I would like help creating a function that dynamically iterates through a dataframe by group (non specified color), looks at ID to see if which id's do not line up with the majority of the id's that are in each grouping by color(so whatever number of observations there are per color, whatever is equivalent to more than half of the populate id's per color, for this case are correct). The real dataset will most likely have 10-50 rows per color and there could be multiple instances where there is an out of place id. It would be great if we could include the string note 'Flag for later research', or if easier a simple 0/1 output and i can write the corresponding text functionality. I am having trouble figuring out where to start.
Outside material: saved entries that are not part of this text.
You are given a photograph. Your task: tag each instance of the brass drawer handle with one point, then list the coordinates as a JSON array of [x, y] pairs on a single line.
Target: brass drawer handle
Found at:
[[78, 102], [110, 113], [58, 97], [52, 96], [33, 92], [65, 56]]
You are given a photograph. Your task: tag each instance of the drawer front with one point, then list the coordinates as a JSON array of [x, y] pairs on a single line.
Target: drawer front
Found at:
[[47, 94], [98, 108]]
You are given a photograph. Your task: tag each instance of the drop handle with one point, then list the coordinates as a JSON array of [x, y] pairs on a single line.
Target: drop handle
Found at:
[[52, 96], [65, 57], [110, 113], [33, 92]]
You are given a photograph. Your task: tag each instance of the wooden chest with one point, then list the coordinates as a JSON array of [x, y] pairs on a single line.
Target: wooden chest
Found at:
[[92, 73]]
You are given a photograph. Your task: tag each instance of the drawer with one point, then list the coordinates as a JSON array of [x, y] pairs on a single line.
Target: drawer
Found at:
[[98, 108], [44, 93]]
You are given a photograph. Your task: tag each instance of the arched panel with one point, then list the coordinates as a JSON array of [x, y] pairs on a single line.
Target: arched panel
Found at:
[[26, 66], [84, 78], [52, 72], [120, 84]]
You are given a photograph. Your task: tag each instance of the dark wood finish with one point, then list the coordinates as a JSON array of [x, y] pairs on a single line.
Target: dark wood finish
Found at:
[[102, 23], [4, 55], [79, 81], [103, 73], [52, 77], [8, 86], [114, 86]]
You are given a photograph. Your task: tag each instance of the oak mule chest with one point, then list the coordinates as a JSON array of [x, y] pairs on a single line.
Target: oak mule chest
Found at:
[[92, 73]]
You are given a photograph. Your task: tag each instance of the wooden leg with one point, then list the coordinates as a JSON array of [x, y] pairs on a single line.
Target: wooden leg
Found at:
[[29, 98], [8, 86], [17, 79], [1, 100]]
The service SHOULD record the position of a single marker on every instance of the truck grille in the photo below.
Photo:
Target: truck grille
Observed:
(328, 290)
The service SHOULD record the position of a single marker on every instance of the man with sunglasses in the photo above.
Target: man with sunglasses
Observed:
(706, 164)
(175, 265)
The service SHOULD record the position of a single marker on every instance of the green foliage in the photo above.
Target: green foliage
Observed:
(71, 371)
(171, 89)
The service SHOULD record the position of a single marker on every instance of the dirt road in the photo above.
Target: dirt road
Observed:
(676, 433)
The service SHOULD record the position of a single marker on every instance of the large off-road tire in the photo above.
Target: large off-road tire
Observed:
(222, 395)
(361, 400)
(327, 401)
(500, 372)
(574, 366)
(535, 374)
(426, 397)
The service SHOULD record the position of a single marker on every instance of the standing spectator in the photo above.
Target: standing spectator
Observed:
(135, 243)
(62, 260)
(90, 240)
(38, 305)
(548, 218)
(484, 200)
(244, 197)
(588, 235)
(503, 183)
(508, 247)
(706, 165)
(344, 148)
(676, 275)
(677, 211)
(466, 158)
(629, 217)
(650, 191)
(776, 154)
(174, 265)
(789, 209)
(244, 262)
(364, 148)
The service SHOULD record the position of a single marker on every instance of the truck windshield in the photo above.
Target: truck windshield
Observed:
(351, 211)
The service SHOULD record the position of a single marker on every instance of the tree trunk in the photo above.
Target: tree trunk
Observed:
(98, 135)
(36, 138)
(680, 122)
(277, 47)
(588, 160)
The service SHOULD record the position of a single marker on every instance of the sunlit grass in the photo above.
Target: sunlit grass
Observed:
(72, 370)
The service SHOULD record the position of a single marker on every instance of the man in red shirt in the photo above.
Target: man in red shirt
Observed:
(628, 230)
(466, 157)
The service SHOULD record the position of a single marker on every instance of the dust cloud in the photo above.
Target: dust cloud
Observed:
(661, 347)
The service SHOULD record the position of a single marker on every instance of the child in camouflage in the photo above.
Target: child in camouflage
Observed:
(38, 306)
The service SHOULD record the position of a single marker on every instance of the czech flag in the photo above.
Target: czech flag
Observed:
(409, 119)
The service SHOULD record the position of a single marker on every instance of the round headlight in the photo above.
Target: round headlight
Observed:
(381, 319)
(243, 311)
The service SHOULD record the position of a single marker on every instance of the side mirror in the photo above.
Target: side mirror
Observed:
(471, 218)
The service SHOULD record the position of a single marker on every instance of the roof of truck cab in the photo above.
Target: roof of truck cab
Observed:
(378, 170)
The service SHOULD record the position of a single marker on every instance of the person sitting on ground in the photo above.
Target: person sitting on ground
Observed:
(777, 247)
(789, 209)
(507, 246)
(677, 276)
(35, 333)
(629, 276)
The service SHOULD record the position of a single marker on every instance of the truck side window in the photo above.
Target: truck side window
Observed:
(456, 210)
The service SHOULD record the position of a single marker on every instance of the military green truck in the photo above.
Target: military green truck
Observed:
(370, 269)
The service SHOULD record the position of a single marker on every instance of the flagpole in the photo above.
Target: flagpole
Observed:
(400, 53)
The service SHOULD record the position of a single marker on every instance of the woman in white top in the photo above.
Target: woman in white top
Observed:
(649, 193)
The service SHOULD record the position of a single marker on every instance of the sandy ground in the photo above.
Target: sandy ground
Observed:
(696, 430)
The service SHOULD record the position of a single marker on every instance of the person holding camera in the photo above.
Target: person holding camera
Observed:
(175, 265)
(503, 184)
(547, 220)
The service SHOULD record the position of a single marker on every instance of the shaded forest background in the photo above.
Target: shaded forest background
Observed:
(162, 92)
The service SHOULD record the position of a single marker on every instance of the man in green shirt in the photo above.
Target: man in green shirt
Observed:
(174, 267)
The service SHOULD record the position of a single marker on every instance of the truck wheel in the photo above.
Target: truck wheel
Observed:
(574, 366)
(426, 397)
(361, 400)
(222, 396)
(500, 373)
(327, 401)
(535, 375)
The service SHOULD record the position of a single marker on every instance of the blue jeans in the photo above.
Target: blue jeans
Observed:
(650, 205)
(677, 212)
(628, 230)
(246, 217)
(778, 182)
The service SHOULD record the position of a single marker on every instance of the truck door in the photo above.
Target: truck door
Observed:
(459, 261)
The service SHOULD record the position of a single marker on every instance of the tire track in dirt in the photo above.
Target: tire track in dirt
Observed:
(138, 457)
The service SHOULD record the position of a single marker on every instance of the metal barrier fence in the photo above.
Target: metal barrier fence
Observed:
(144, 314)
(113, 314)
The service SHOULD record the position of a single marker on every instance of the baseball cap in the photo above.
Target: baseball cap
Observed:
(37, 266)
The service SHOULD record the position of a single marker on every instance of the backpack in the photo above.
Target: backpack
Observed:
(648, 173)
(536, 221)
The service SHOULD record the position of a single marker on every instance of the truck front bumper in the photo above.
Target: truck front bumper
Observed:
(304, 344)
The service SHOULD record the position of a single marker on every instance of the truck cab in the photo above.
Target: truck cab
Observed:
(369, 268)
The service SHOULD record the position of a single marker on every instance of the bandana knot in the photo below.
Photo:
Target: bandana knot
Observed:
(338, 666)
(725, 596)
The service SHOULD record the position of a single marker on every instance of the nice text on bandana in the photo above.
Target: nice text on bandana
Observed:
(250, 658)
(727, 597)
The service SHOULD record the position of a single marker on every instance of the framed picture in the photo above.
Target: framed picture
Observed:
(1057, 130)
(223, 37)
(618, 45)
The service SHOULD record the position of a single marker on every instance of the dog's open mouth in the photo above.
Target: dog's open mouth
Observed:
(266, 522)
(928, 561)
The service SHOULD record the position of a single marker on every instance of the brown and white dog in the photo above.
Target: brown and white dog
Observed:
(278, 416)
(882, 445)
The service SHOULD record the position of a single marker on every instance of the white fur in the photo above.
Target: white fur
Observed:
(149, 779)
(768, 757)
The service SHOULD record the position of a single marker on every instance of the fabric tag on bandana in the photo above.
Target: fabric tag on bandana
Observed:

With either a groupby nunique function or a loop or something that combines the two.
Sample of data:
color id commitment Note *(where i need help)
blue 1 10
blue 1 5
blue 1 15
blue 2 10 Flag for later research
blue 1 9
green 3 10
green 3 11
green 2 12 Flag for later research
green 3 15
This code:
df['Note'] = ~df.duplicated(['color','id'], keep=False)
gives your:
color id commitment Note
0 blue 1 10 False
1 blue 1 5 False
2 blue 1 15 False
3 blue 2 10 True
4 blue 1 9 False
5 green 3 10 False
6 green 3 11 False
7 green 2 12 True
8 green 3 15 False